Continental Airlines plans to experiment with LiveTV's Kiteline product beginning in the first quarter by offering the basic connecitivity solution on roughly 30 of its narrowbody aircraft.
Carrier president Jeff Smisek recently detailed the plans to trial Kiteline in an interview with ATI sister publication Airline Business.
Smisek says the service will permit Continental's customers to use Wi-Fi enabled devices such as Blackberries and iphones to send and receive email free of charge as opposed to price points of $9.95 and $12.95 currently charged to passengers by some carriers for connectivity.
Kiteline supports free messaging and e-mail using the 1MHz slice of air-to-ground (ATG) spectrum that LiveTV acquired during the US Federal Communications Commission's 2006 auction of 4HHz of spectrum in the 800MHz band allocated to ATG services.
"We'll see whether it is a sufficient product," says Smisek. "It may or may not be.
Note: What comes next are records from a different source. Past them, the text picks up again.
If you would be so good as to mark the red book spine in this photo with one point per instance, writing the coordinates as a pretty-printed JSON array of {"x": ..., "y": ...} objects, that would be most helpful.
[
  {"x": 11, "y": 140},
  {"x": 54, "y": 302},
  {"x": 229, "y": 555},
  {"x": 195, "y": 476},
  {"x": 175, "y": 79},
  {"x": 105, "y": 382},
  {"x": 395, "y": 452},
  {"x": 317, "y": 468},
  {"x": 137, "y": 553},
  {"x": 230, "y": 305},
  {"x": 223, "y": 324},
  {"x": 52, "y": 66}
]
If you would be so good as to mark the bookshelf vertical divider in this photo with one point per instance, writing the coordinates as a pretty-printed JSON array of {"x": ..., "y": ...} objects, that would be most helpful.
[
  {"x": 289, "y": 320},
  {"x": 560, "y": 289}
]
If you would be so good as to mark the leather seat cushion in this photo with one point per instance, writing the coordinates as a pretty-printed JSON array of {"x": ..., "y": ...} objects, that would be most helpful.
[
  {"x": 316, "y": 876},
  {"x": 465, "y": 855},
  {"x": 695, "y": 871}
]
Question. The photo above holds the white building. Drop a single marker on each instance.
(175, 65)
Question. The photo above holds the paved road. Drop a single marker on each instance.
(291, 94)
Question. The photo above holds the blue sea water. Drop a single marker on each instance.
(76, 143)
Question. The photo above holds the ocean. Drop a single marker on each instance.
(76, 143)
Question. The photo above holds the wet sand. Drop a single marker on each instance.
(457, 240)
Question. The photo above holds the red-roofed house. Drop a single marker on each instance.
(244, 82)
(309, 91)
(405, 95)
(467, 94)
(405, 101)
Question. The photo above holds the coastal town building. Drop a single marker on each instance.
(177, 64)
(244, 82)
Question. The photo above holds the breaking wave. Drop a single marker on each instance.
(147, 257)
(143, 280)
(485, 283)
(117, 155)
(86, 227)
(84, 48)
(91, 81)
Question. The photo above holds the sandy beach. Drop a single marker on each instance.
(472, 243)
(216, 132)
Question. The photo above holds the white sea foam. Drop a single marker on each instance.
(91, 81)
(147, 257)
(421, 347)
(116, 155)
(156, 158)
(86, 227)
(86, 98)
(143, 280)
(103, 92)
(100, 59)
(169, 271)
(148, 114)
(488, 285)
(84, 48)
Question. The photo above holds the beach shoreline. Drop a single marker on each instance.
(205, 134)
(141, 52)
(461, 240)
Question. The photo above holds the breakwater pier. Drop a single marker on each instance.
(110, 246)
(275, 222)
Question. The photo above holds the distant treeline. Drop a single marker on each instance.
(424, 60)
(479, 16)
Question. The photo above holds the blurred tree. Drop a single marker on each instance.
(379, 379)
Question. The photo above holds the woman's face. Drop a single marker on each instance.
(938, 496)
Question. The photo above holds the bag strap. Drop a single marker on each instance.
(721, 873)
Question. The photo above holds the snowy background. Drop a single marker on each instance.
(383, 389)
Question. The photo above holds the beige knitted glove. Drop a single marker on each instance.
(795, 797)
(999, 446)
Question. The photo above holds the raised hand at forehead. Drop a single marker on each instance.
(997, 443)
I think many of our business customers like the concept of being in touch, but don't necessarily want to watch streaming YouTube videos inflight and certainly do not want ot pay $12.95 or $9.95 to do so."
But those customers could very well like the convenience of sending and receiving emails free of charge. Smisek explains if the product works and customers view Kiteline favourably, Continental could introduce the connectivity solution across a broad range of its domestic fleet.
Continental is currently rolling-out LiveTV's latest product offering LTV3 across its mainline domestic fleet. Recently LiveTV announced the potential to expand the LTV3 offering on the carrier's fleet from 80 channels to nearly 100 after its satellite television partner DIRECTV secured a content deal with Viacom for rights to 18 additional channels.